The Daily Escape:
Rocky Mountain NP, CO – August 2020 photo by mister69darkhorse
Let’s take a break from talking about politics, and talk about the economy. The NYT reported that the US added 1.4 million jobs in August, and unemployment fell to 8.4%
“Employers continued to bring back furloughed workers last month, but at a far slower pace than in the spring, and millions of Americans remain out of work.’
The August job growth number includes 240,000 temporary Census workers. Most of them will be laid off at the end of the month. Private-sector payrolls, (unaffected by census hires), rose by 1.0 million in August, down from 1.5 million in July. And the results were down sharply from the 4.8 million jobs added in June.
But despite the improvement in the headline unemployment rate, payrolls remain more than 11 million jobs below their pre-pandemic level, and permanent jobs lost increased by 534,000 to 3.1 million. Back in April, nearly 80% of unemployed workers reported being on a temporary layoff or furlough. In August, less than half say what they’re experiencing is a temporary job loss.
At the rate of job gains in the past two months, it will take another 8 months to regain all the jobs lost in the first two months of the pandemic
Also, the shift from temporary to permanent job losses is worrying, because it suggests that companies don’t foresee a quick rebound. It means many of today’s jobless workers will have to start their job searches from scratch. Worse, Wolf Richter reports that:
“Continued unemployment claims jumped by 2.2 million to 29.2 million, worst since Aug 1, as claims by gig workers under federal PUA program soar.”
The PUA program means the Pandemic Unemployment Assistance program. Wolf says that those 29.2 million lucky duckies now equal 18.3% of the civilian labor force.
Most of the media are saying that this report is relatively helpful to Trump. Those who see it that way should explain to the rest of us how it’s helpful to have 18% of the workforce on the sidelines. There will only be one more jobs report before the election, and unless there is a jobs miracle next month, Trump is going to face Election Day with an extremely poor jobs record.
For some context on Trump’s economic performance, the IRS now predicts that the US economy will have almost 40 million fewer jobs in 2021 than they predicted before the pandemic.

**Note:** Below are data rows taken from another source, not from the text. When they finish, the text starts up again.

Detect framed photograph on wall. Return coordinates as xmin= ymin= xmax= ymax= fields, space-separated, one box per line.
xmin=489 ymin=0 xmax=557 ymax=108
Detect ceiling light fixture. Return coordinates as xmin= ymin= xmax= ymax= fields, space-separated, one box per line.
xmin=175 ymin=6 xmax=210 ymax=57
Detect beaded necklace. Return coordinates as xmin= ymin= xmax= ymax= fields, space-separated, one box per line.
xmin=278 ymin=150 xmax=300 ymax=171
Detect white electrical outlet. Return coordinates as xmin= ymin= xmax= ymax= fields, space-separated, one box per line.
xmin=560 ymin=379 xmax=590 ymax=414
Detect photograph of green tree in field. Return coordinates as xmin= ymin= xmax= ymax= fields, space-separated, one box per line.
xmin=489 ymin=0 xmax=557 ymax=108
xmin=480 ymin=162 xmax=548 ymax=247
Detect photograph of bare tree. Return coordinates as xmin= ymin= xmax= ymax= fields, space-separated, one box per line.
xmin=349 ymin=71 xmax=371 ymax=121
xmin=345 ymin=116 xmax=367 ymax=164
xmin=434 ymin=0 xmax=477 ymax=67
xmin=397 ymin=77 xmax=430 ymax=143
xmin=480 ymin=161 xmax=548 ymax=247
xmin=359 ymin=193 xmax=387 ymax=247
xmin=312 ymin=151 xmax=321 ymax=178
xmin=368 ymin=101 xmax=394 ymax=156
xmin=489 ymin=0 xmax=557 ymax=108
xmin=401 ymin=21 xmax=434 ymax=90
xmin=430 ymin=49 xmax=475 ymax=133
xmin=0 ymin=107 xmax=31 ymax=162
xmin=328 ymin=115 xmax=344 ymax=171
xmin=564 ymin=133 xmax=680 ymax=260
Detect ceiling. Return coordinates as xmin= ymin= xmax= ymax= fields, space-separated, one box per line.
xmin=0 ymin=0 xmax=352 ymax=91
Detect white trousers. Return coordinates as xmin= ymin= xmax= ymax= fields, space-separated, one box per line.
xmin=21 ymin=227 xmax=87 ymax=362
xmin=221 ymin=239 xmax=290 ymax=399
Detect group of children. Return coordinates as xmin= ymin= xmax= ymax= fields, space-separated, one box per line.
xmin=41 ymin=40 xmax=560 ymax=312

We’re maybe a month away from people understanding that despite Trump’s cheerleading, the economy isn’t going to “bounce right back” to near-full activity. In fact the current jobs depression will most likely continue for a long time, regardless of COVID, until there is widespread acceptance that we have a vaccine that is safe and effective.
Once again, there are just 58 days to go until Election Day. Biden needs to stay on offense, and attacking Trump on his poor economy is as good as attacking him on his COVID response. Sometime in the next two weeks, Coronavirus deaths will top 200,000. Yet there are still 17 states in which residents are not required to wear masks outside their homes. And all but one (Hawaii) have Republican governors.

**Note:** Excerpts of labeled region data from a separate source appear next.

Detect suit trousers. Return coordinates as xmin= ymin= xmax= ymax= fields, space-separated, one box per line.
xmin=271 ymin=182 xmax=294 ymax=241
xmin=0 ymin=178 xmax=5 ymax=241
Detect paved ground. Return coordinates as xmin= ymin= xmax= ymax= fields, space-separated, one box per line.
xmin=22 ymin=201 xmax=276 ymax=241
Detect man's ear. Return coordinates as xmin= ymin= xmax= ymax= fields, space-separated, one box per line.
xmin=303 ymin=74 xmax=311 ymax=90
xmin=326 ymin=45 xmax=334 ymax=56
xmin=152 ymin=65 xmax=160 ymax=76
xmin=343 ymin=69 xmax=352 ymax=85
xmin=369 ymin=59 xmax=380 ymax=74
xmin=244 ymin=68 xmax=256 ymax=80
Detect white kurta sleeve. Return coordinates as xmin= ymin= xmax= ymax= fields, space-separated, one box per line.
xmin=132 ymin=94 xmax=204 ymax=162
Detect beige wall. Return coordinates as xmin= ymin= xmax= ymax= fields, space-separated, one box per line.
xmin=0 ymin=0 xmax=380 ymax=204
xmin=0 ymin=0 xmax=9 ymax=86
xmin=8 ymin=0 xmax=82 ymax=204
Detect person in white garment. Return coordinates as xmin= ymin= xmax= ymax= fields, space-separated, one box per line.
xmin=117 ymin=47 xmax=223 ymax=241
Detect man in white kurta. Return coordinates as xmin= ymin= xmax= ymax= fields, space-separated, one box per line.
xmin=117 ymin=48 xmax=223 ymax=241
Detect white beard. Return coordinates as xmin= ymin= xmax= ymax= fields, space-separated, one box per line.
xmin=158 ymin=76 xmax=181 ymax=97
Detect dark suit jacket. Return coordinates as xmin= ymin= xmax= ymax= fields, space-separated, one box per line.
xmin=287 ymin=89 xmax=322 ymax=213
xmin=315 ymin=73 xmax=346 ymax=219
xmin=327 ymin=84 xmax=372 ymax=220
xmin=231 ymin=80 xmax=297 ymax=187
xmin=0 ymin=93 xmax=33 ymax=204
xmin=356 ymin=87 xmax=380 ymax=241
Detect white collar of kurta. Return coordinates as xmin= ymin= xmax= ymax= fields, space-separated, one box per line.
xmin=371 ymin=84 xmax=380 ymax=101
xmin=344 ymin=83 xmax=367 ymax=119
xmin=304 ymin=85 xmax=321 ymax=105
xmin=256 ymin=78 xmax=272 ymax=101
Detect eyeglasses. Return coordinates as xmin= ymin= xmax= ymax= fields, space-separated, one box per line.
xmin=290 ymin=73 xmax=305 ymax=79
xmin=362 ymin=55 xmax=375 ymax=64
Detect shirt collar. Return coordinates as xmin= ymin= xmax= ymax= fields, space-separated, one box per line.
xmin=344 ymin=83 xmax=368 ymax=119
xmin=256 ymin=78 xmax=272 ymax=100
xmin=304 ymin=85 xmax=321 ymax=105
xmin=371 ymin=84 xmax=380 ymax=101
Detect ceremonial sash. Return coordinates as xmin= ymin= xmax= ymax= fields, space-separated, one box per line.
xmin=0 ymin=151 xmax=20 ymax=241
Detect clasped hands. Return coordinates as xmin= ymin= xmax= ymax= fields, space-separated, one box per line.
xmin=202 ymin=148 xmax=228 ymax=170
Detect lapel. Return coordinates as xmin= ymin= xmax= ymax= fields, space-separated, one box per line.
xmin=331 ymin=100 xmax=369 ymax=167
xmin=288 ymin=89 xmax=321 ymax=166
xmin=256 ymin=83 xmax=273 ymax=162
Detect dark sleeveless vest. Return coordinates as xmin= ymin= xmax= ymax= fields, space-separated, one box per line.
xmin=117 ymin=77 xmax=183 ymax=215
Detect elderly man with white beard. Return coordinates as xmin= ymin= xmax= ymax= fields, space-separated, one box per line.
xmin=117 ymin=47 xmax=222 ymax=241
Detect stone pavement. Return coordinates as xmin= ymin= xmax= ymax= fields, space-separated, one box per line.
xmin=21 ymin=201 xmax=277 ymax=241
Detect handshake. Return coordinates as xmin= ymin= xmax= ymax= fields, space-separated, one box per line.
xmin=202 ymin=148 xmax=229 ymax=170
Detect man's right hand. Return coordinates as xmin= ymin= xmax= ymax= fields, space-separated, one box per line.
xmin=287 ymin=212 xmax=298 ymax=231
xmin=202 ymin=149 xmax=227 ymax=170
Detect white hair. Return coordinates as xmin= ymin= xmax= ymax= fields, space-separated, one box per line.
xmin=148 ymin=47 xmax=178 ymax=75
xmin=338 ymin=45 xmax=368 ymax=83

No masks means a continuing weak jobs market. Even the Fed Chair Powell told NPR on Friday:
“There’s actually enormous economic gains to be had nationwide from people wearing masks and keeping their distance…”
But hey, this wouldn’t be happening if Donald Trump was president, right?
One final thought before we leave the politics bubble: Kamala Harris is older now than LBJ was on the day he signed the 1964 Civil Rights Act into law.
On to our long Labor Day weekend, when we can unplug and finish a couple of projects that we swore we’d get to while working from home. Forget them. Let’s get the holiday going with our Saturday Soother!
Start by brewing up a vente cup of Ethiopia Dame Dabaye ($16/12oz.) with its flavors of orchid, red plum, and lemon verbena. It’s brewed by Spokane, Washington’s Indaba Coffee, whose mission is “radical hospitality.” Not sure that’s something Wrongo wants to see.
Settle back at a proper physical distance, and listen to “September Song”, with music by Kurt Weill, and lyrics by Maxwell Anderson. It was introduced in the 1938 Broadway musical “Knickerbocker Holiday”. Here it is sung by Sarah Vaughn, backed by an all-star group including Clifford Brown on trumpet and Herbie Mann on flute. It was recorded on December 18, 1954, and you’ll enjoy Clifford Brown’s long trumpet solo:
Although the song was written as the lament of an old man on the passing of his youth, many women have recorded it, including Ella Fitzgerald, Eartha Kitt, Jo Stafford, Patti Page, Lena Horne and Eydie Gormé.